Even if this data never gets subverted by a third-party attacker, it’s already in the hands of an entity that shouldn’t have this kind of access: the government.

Particularly troubling, HHS’s plan lacks detail for how the database would be implemented, which is always scary when an agency is looking to get unlimited powers about their own data collection methods. The dark science-fiction series Black Mirror recently dropped an episode (SPOILER ALERT) in which the government uses artificial bees to spy on us: we’re not quite to that point, but we’re closer than we’ve ever been before.

Rolling over for the government to create this unprecedented data collection system could also be a back door to the single-payer system we were promised would never, ever happen.

Changing the current system is unnecessary as the aforementioned, existing server model for medical data offers an effective and less risky approach across the board: the External Data Gathering Environment, or “EDGE” system. (Honestly, how much money was spent just on coming up with that great acronym? And Obamacare wants to throw that away?)

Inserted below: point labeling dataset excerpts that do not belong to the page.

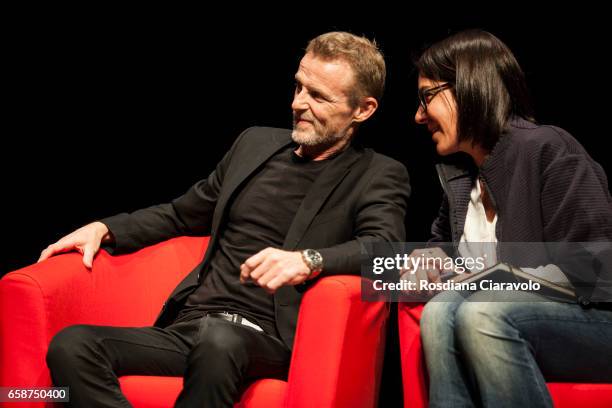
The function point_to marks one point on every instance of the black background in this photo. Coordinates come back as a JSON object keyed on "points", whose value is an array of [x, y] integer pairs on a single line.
{"points": [[110, 111]]}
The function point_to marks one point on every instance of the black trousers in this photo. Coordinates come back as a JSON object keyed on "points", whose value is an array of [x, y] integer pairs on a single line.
{"points": [[217, 359]]}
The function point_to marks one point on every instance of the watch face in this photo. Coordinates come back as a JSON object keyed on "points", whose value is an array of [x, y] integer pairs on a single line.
{"points": [[314, 258]]}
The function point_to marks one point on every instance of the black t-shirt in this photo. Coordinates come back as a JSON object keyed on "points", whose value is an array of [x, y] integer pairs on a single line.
{"points": [[259, 217]]}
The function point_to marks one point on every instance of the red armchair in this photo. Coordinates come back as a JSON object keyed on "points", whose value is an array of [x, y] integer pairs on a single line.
{"points": [[339, 343], [414, 372]]}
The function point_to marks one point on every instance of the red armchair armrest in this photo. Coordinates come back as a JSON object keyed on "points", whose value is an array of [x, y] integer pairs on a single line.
{"points": [[337, 353]]}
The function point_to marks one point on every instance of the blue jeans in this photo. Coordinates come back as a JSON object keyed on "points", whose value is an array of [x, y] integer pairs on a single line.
{"points": [[500, 354]]}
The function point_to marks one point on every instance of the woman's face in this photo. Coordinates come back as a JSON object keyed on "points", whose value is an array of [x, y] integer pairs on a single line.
{"points": [[440, 116]]}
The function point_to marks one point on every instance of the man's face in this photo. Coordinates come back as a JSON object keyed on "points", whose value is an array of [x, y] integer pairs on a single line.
{"points": [[322, 113]]}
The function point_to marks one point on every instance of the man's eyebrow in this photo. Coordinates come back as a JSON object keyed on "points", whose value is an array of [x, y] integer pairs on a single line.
{"points": [[312, 88]]}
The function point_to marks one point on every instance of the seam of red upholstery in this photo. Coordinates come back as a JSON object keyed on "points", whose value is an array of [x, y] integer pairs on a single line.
{"points": [[43, 299]]}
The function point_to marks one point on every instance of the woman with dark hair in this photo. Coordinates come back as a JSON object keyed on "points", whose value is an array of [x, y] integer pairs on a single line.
{"points": [[508, 179]]}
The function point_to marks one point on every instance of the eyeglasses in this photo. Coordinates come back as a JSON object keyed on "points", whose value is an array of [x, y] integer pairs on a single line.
{"points": [[427, 94]]}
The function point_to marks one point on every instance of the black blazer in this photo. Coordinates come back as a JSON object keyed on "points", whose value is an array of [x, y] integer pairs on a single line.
{"points": [[359, 197]]}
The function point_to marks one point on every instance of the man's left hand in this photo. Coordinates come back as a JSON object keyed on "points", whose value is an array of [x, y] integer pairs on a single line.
{"points": [[272, 268]]}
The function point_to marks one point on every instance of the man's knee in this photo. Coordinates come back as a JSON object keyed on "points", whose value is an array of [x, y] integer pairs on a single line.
{"points": [[220, 344], [69, 343]]}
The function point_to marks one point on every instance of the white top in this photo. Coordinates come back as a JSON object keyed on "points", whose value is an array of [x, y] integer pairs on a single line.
{"points": [[479, 240]]}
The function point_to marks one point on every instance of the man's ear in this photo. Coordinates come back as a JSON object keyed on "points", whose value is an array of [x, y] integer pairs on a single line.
{"points": [[366, 108]]}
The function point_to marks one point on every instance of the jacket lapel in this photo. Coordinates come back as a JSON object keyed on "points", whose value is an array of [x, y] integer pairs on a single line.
{"points": [[248, 164], [322, 187]]}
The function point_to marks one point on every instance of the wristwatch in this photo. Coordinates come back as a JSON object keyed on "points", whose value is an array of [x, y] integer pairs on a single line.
{"points": [[314, 262]]}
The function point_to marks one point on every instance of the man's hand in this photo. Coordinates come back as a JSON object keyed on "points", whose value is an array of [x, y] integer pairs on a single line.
{"points": [[86, 240], [272, 268]]}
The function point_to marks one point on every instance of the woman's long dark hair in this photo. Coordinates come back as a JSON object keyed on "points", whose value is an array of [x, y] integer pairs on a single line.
{"points": [[488, 83]]}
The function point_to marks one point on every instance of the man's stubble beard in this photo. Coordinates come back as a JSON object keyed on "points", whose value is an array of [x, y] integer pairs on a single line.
{"points": [[316, 136]]}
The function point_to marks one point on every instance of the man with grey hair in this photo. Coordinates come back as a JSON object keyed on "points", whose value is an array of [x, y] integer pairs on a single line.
{"points": [[283, 209]]}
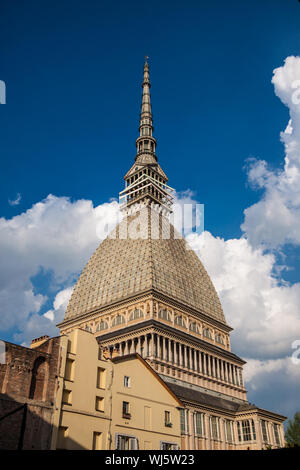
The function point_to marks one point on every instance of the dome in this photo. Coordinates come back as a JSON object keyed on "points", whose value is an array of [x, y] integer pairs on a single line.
{"points": [[144, 254]]}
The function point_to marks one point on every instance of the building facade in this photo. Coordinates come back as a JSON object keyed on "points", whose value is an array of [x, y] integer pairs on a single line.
{"points": [[28, 386], [144, 359], [145, 291]]}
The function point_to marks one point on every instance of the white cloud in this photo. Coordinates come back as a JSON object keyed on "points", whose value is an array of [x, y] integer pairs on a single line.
{"points": [[264, 312], [56, 235], [273, 384], [15, 202], [275, 219]]}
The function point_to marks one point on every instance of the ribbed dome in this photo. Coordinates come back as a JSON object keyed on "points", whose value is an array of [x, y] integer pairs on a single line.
{"points": [[159, 260]]}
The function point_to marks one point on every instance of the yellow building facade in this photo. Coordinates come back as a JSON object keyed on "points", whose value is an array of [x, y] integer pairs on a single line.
{"points": [[107, 404]]}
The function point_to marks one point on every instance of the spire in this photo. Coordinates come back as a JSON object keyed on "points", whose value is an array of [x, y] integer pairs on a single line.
{"points": [[146, 143], [146, 182]]}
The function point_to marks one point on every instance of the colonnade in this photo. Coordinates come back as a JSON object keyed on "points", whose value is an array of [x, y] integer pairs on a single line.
{"points": [[172, 352]]}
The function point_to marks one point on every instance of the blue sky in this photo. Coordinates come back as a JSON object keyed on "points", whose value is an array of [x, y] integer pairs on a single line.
{"points": [[73, 75]]}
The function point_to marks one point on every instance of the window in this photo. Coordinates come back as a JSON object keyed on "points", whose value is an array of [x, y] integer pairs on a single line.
{"points": [[97, 440], [137, 313], [101, 376], [168, 419], [179, 321], [63, 432], [246, 430], [276, 434], [69, 375], [239, 432], [124, 442], [264, 430], [67, 397], [228, 430], [126, 410], [253, 430], [182, 422], [118, 320], [99, 404], [219, 339], [199, 424], [207, 333], [194, 327], [214, 427], [126, 381], [164, 314], [103, 325], [168, 446]]}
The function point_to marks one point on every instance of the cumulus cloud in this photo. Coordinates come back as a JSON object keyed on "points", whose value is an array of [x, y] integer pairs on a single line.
{"points": [[276, 383], [275, 219], [264, 312], [15, 202], [57, 236]]}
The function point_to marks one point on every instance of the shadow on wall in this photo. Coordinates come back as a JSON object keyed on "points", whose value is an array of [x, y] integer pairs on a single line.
{"points": [[28, 387], [27, 426]]}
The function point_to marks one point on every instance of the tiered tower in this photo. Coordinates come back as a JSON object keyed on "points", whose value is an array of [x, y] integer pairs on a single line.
{"points": [[144, 290]]}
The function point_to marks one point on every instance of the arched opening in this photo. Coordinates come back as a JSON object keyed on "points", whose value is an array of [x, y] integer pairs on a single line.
{"points": [[38, 379]]}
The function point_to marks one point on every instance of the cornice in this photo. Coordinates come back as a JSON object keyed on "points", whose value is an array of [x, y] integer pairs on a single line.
{"points": [[162, 328]]}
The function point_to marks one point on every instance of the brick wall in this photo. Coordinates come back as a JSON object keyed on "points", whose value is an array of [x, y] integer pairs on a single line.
{"points": [[28, 376]]}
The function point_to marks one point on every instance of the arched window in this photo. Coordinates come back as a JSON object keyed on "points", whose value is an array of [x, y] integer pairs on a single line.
{"points": [[118, 320], [179, 321], [103, 325], [164, 314], [194, 327], [38, 379], [219, 339], [207, 333], [137, 313]]}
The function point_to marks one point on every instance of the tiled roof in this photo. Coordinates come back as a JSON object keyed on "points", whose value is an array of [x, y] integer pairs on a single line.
{"points": [[144, 252], [201, 398]]}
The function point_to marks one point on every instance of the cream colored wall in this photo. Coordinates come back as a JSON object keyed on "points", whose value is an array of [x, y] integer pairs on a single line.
{"points": [[81, 417], [145, 391]]}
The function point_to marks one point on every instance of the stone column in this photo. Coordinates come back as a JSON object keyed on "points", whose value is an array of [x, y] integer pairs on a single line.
{"points": [[196, 363], [200, 362], [218, 369], [139, 346], [185, 356], [158, 347], [175, 354], [151, 352], [213, 360], [164, 348], [190, 359], [204, 364], [209, 364], [170, 358], [181, 354]]}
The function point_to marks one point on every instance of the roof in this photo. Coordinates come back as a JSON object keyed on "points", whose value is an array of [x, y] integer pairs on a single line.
{"points": [[145, 363], [144, 253], [205, 399]]}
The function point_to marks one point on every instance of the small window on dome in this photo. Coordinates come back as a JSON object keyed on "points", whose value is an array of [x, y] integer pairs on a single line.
{"points": [[179, 321], [103, 325], [137, 313], [118, 320], [164, 314], [207, 333], [194, 327]]}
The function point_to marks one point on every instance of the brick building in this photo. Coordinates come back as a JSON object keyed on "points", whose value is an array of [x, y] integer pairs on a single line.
{"points": [[28, 382]]}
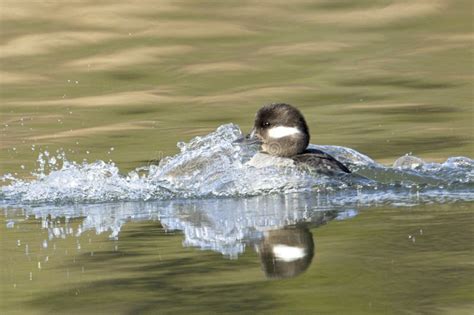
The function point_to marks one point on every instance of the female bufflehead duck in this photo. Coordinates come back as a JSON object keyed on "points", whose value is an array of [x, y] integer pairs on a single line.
{"points": [[281, 130]]}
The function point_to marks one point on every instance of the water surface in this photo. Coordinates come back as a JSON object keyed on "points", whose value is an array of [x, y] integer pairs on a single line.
{"points": [[123, 221]]}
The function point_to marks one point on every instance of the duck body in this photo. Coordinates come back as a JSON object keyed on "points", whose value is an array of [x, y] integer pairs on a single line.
{"points": [[281, 130]]}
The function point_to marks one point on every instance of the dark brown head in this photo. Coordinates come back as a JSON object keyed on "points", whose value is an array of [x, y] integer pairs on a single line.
{"points": [[281, 129]]}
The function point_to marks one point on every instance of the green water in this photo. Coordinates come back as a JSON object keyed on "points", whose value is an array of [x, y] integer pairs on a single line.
{"points": [[384, 78]]}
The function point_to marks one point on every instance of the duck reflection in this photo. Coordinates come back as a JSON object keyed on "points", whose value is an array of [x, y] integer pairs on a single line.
{"points": [[287, 252], [276, 226]]}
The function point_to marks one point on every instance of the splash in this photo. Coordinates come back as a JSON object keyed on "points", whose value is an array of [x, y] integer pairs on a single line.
{"points": [[213, 166]]}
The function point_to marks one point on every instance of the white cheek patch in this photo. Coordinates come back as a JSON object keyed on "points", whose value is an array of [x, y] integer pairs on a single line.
{"points": [[288, 253], [282, 131]]}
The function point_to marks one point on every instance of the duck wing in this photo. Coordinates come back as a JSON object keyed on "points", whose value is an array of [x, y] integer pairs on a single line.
{"points": [[320, 162]]}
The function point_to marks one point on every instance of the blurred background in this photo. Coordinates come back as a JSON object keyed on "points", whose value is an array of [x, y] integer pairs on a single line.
{"points": [[127, 81]]}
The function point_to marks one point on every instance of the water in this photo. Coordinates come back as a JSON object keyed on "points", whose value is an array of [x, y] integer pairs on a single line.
{"points": [[214, 166], [100, 212]]}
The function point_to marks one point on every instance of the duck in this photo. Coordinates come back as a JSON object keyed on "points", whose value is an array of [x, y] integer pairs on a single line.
{"points": [[281, 130]]}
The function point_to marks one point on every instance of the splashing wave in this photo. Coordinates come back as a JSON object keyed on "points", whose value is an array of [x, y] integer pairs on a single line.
{"points": [[213, 166]]}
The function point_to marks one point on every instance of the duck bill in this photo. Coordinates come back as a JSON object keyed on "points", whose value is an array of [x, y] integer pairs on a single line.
{"points": [[249, 139]]}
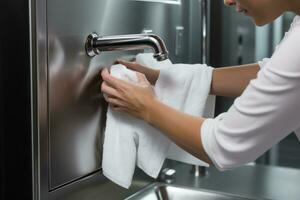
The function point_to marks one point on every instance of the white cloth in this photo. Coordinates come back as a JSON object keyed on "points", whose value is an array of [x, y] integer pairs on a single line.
{"points": [[266, 112], [175, 152], [129, 141]]}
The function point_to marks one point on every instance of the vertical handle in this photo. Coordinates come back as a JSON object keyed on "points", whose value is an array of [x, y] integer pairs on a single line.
{"points": [[204, 30]]}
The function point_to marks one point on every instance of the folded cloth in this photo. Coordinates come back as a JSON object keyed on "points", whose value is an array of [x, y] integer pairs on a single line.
{"points": [[175, 152], [129, 141]]}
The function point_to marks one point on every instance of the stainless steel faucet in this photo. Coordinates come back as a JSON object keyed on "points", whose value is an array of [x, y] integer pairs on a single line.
{"points": [[96, 44]]}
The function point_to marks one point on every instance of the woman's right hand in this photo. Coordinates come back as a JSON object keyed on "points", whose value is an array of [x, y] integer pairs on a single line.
{"points": [[151, 74]]}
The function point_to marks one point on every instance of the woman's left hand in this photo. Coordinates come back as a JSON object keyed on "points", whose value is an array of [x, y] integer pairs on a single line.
{"points": [[134, 99]]}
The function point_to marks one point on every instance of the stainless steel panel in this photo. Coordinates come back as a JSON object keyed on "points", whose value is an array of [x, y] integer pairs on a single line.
{"points": [[160, 191], [76, 109]]}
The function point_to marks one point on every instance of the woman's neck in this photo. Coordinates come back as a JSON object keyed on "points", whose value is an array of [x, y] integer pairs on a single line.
{"points": [[294, 6]]}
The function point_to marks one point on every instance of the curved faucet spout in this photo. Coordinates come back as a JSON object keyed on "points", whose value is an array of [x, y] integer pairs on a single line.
{"points": [[96, 44]]}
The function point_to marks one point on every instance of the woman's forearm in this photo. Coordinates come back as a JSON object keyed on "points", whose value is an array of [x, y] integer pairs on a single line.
{"points": [[231, 81], [181, 128]]}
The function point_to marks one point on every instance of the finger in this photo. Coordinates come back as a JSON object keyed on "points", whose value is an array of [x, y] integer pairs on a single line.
{"points": [[110, 91], [130, 65], [116, 102], [142, 78], [114, 82]]}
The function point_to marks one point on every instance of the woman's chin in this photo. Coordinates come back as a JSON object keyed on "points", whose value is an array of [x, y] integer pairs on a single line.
{"points": [[260, 22]]}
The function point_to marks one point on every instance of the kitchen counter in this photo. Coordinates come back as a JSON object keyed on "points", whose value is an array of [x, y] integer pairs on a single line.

A CMS white paper released in March defended the values of the EDGE system at the time, noting:

CMS is committed to protecting the individual health information of all enrollees whose data is collected via the new EDGE report in accordance with existing privacy laws and regulations to which CMS may be subject. (Section 4.6.4)

EDGE could be used to recalibrate the risk-adjustment model and perform essentially all the actuarial functions of a centralized database – but without any of the cost, risk, or troubling immorality.

Fashion may never be finished, but this new proposal needs to be. Government violations of privacy are never, ever in style.